In the first article of this series I discussed Facebook as a bellwether for an eventual convergence of face recognition technology and the social web as depicted in the film Minority Report. In this second part I want to elaborate on one big data implication of that convergence.


Big Clouds, Little Clouds

Within their overall footprint (180,000 non-virtual servers in multiple datacenters) Facebook reportedly has multiple clusters of over 6000 non-virtual servers interconnected with a single file system.


So what? You have heard that Amazon’s AWS may have over 450,000 servers in seven datacenters. Bear with me while I explain the important difference.


Yes, you can load up many datacenters with thousands of servers and leverage that impressive cloud-computing power to run a job, for example, that cracks previously uncrackable encryption schemes. Such a job concurrently uses servers in parallel to accomplish work on a very large iterative task that would run much longer than your life if done with serial processing on a single machine. The speed of completing this kind of task is directly related to the number of servers you throw at it. Concurrent iterations within the overall task do not share any data. And cloud computing in the AWS model excels in meeting ‘shared nothing’ data management challenges.


That AWS cloud computing efficiency does not pertain to the real-time data processing required to manage the user experience for Facebook’s more than one billion users*. Instead, Facebook’s operations engineering organization needs to leverage cloud resources in a way that handles interrelated events for all concurrently active Facebook users. The trick is to give work to thousands of machines in parallel while respecting the cascading effects of data I/O; each event ripples across as many accounts as a given user has “friends”. Facebook’s production workflows have complex ‘shared something' data management challenges.


Usually sharing data means the contending resources at some point must wait in a line; and the shape of the line is often called a—say it with me—bottleneck.


Meet Hadoop

Facebook meets their formidable shared data challenges with an open source technology called Hadoop.


Hadoop provides a common file system across all federated servers. Master servers perform the MapReduce actions of dividing up a task across servers in the federations and then reducing the provisional answers that come back into an appropriate overall answer. As a result, 7000 servers function like a massive and coherent computing entity; and the millions of user Newsfeeds and Timelines happily interweave text and image data across Facebook’s social web.

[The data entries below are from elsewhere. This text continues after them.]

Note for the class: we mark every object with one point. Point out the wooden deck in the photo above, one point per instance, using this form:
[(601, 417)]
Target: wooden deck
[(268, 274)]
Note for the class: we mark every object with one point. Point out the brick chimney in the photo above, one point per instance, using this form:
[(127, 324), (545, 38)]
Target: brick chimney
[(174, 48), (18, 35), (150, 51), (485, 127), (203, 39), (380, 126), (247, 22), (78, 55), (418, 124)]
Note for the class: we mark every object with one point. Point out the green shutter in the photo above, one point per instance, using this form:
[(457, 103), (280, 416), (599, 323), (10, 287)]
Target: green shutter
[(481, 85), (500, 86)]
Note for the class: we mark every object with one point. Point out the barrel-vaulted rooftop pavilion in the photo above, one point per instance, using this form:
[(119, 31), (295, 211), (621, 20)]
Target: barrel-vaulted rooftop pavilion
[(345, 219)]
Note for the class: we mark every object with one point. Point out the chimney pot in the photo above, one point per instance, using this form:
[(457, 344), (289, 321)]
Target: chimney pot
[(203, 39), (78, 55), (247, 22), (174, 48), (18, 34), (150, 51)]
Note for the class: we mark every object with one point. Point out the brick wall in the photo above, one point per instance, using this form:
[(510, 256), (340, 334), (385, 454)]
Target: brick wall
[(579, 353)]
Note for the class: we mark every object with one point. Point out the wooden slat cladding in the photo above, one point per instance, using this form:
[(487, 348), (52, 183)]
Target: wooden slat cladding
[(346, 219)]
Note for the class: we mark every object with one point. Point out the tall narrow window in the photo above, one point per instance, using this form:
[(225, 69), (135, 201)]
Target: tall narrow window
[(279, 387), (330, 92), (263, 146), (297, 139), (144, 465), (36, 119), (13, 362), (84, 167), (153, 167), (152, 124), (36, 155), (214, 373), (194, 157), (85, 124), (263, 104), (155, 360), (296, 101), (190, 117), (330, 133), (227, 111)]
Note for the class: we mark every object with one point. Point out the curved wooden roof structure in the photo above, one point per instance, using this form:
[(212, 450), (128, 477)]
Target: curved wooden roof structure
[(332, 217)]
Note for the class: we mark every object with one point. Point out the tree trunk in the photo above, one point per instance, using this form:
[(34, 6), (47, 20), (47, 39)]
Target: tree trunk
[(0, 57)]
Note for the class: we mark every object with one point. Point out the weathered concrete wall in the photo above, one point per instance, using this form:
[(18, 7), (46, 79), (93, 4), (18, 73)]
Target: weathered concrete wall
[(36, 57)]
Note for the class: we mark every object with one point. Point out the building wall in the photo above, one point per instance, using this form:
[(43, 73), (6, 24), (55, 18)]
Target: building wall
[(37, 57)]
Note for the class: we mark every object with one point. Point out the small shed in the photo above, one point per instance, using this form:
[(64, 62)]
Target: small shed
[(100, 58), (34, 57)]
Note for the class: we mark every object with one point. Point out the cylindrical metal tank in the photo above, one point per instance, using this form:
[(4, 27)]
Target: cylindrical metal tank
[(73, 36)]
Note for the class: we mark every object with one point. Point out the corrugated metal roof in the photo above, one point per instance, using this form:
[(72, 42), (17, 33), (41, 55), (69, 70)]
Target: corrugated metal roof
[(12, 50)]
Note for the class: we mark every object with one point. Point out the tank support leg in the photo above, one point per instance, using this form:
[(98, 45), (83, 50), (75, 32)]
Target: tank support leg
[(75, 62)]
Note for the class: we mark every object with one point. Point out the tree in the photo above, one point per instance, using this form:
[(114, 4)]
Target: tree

Facebook's great success in terms of operations engineering is to scale the findability and changeability of big data so that users experience real-time social interaction. While Facebook applications pay more attention to patterns in relevant data sets, AWS applications pay attention to everything in the data set. It's a difference between finding a needle by looking at every piece of hay in the stack and finding the needle by looking at only the right hay.


*AWS could of course be leveraged for purposes described here; and in fact support for the Simple Storage Serivce (S3) has already been developed within the ongoing Hadoop open source project. The advantage that Facebook has is in already having figured out how to scale up the largest Hadoop-based cloud-computing implementations.


More about Monitoring

In the next article of this series I will revisit the topics of image data use and data encryption in order to connect some dots related to the data-processing acumen of Hadoop. Here I want to emphasize a previous point that any growing storage solution, and especially one with real-time processing requirements, must in terms of business case spread risk at the time of procurement. It’s better to do business with multiple vendors of more or less equally reliable products than depend on a single vendor that might pose risks related to future pricing and in any case probably will not survive in the long-term in its same form. All the more important, too, is having a scalable storage monitoring system that accommodates both the addition and removal of different products made by different vendors.